Re: [PATCH v1] generic/476: requires 27GB scratch size

"Theodore Ts'o" <tytso@xxxxxxx> · Thu, 21 Jul 2022 07:42:47 -0400

On Thu, Jul 21, 2022 at 03:26:05PM +0800, Boyang Xue wrote:
> > > I find generic/476 easily goes into an infinite run on top of NFS. When it
> >
> > Infinite?  It's only supposed to start 25000*nr_cpus*TIME_FACTOR
> > operations, so it /should/ conclude eventually.  That includes driving
> > the filesystem completel out of space, but there ought to be enough
> > unlink/rmdir/truncate calls to free up space every now and then...
> 
> Yes. I'm not sure the calculations inside, but when the size of the
> scratch device < 27GB (can be 26GB when the backing storage is ext4
> rather than xfs), the test runs infinitely. I'm aware that the test
> should be slow, especially on NFS, but I see the test never finishes
> after multi-days. This problem happens in both localhost exported NFS
> and remote exported NFS configurations.

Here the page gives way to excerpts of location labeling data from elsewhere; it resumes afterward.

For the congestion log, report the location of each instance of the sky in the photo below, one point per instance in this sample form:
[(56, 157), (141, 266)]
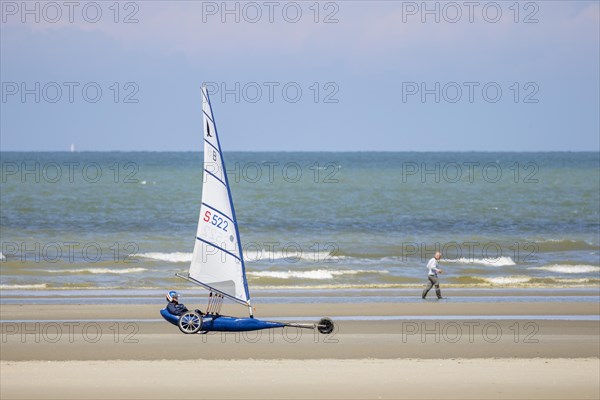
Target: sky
[(301, 76)]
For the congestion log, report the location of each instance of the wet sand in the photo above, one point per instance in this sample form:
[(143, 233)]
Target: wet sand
[(473, 350)]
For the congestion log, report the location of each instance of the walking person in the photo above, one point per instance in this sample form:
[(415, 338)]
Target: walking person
[(433, 270)]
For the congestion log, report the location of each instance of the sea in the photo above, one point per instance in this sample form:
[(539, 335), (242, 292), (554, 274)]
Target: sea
[(125, 222)]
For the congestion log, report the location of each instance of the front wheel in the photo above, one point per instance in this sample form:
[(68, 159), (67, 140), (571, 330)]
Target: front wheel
[(190, 322), (325, 326)]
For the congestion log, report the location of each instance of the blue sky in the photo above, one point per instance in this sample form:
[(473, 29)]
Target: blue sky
[(340, 76)]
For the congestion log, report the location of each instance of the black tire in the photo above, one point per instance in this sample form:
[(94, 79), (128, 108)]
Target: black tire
[(325, 326), (190, 322)]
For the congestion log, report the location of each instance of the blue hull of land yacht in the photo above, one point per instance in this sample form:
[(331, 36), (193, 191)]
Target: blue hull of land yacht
[(222, 323)]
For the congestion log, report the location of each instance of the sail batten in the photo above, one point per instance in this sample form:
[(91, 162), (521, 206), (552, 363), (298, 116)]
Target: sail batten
[(217, 261)]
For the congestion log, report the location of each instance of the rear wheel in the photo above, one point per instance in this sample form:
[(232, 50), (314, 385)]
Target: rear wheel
[(325, 326), (190, 322)]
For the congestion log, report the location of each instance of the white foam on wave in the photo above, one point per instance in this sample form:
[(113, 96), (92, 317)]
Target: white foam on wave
[(169, 257), (507, 280), (317, 274), (292, 254), (97, 271), (34, 286), (569, 269), (493, 262)]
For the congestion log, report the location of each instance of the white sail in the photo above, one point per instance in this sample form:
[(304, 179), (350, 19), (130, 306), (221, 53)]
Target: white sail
[(217, 261)]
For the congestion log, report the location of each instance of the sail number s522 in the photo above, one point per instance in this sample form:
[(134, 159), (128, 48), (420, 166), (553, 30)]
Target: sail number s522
[(215, 220)]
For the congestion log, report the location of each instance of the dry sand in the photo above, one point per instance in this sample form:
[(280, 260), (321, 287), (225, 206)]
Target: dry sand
[(99, 351)]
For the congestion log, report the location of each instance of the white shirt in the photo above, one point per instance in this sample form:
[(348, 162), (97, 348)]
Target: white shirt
[(432, 267)]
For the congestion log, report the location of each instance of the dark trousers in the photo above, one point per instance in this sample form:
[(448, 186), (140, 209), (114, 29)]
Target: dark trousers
[(433, 281)]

I can partially confirm this.  I had noted a few weeks ago that I
needed to exclude generic/476 or the test VM would hang for over 24
hours, a which point I lost patience and terminated the VM.  I had
gotten as far as

	gce-xfstests -c nfs -g auto -X generic/476

(which is a loopback config) using 5.19-rc4 in order to get a test run
to complete.

Note: this was also triggering failures of generic/426 and
generic/551, which I also haven't had time to investigate, not being
an NFS developer.  :-)

I wasn't sure whether generic/476 never terminating was caused by a
loopback-triggered deadlock, or something else.  But it sounds like
you've isolated it to the scratch device *too* small, and since that
the failure occurred even on a configuration where the client and
server were on different machines/VM's, correct?

> > >  _require_scratch
> > > +_require_scratch_size $((27 * 1024 * 1024)) # 27GB
> >
> > ...so IDGI, this test works as intended.  Are you saying that NFS
> > command overhead is so high that this test takes too long?

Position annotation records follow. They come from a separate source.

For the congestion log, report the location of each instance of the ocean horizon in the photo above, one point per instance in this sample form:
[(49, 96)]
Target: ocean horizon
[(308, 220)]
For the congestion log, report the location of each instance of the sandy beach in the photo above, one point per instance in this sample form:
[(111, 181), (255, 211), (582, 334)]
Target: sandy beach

I interpreted this as "if the drive is too small, we're hitting some
kind of problem".  This *could* be some kind of problem which triggers
on ENOSPC; perhaps it's just much more likely on a smaller device?  So
it's possible this is not a test bug, but an NFS problem.  Perhaps we
should forward this off to the NFS folks first?

	   		     	   	  - Ted